CD drive plays sound off CD-ROMs but not CDs. Huh?

I have a DVD/CD drive and a CDRW drive. I don’t use the CDRW much, but I’ve noticed that it does the strangest thing. If I put in a backup CD-ROM (data disc) I’ve made with audio files on it, they will play. If I put an audio CD in the same drive, it runs but no sound comes out. I have digital playback enabled for that drive, so the sound ought to come out of the IDE cable, no? It isn’t connected to the sound card, the DVD drive is.

Why would it play sound from one kind of disc but not another? Can anyone think of what I might do about it? I’ve just tested it again, and none of the mixer settings enable CD sound from that drive, but it plays CD-ROMs just fine - so it’s not random.

Thanks.

If you’re playing audio files, it means the drive is reading data off as normal, and it’s being decoded by Winamp or whatever. Nothing different than reading images, programs, etc.

If you’re actually playing an audio CD, it’s in a completely different mode. IIRC, digital audio is provided via a separate 2-pin connector on the back of the CDROM (regular analogue audio being 3 or 4 pin).

Have you tried turning off digital playback?

Thanks for responding. Yes, I’ve disabled it, but it makes no difference whether it’s on or off.
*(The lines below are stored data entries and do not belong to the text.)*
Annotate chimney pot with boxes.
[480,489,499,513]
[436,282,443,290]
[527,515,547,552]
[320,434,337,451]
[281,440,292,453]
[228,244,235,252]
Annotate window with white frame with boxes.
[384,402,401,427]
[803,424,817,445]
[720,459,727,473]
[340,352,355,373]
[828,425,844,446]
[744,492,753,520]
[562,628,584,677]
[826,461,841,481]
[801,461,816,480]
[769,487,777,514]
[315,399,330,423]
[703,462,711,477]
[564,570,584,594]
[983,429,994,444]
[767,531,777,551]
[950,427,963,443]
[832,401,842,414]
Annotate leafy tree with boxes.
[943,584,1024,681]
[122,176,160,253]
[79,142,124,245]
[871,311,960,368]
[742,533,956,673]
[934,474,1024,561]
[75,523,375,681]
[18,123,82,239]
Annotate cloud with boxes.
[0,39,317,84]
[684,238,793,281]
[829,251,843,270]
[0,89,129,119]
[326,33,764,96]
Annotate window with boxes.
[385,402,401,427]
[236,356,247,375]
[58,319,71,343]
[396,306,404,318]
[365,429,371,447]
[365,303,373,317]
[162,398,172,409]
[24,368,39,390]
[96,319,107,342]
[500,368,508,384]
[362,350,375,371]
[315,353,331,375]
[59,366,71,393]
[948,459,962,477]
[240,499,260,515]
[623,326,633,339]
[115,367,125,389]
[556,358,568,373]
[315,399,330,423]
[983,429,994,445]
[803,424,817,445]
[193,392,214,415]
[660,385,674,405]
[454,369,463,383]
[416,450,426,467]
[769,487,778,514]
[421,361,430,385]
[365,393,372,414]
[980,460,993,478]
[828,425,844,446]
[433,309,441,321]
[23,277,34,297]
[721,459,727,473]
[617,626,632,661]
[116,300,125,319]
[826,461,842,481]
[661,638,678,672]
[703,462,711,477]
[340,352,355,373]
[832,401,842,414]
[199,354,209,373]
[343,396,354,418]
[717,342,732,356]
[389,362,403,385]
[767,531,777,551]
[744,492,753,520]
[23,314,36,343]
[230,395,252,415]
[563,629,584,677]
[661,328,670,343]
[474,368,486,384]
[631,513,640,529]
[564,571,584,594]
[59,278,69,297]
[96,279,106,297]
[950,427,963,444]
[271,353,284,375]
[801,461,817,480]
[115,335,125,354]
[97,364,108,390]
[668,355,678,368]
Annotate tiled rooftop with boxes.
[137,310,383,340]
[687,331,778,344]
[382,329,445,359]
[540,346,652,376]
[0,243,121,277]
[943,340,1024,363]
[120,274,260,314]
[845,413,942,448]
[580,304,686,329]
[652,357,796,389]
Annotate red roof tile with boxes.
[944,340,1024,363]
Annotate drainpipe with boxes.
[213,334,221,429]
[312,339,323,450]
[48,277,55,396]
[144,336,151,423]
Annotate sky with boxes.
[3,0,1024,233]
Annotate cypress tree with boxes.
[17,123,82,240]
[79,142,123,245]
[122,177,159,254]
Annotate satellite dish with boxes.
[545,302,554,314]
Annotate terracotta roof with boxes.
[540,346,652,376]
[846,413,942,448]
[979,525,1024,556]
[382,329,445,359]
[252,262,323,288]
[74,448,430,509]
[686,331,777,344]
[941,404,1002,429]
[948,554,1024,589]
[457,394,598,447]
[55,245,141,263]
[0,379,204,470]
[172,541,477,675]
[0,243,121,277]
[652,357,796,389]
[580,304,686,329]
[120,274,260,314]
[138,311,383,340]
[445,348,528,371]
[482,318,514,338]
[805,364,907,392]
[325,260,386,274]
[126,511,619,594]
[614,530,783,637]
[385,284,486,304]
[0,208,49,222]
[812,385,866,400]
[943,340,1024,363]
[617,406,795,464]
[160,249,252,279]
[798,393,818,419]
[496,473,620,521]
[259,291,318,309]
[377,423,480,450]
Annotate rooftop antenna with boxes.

Have you tried to patch into the sound subsystem directly via the 4-pin analog cable?

As Nanoda said, “digital playback” for a music CD means that the audio signal uses the drive’s two-wire SPDIF cable to the sound card, rather than the four-wire analog cable. The IDE cable is not involved in regular audio playback of a music CD, except to send commands (play/pause/stop/skip/eject, etc). ISTR there are some software packages that can do a simultaneous rip-and-play via the IDE cable, but this isn’t what normally happens with CD-playing software.

Does the drive in question have any signal cables (2-wire SPDIF or four-wire red/black/black/white analog) connected to the sound card or motherboard? If so, is the relevant input selected in the sound card’s mixer panel? If one or other of these conditions is not met, you’re not going to be able to play the CD with standard music-CD-playing software.

Red book audio CDs are very different beasts from data CDs, which is why one “rips” them rather than just copying files.

Are you guys sure about this? I haven’t connected the 4-pin audio cable to a drive in ages and I never even knew about the 2-pin SPDIF, yet both my drives can play Redbook CDs just fine through Windows Media Player with digital playback enabled. Is it stealthily doing a rip-and-play behind the scenes?

There doesn’t seem to be another 4-pin connector on the sound card. Its mixer shows an input for A/V, but I can’t find where to plug anything else into the sound card. I’m using a Turtle Beach Riviera card, and the only 4-pin connector on it is taken up by the DVD drive. I believe SP/DIF is an option on my motherboard, but it wasn’t included.

I master CDs as part of my job, so I’m familiar with Red Book standards, etc.

My computer has 2 CD drives, but only one of them is connected to the computer audio system. A music CD played in that drive will produce sound; the same CD in the other player won’t. I presume I could do wiring or setup changes to my PC to make both work, but I’ve never bothered.

And both of them work as data drives.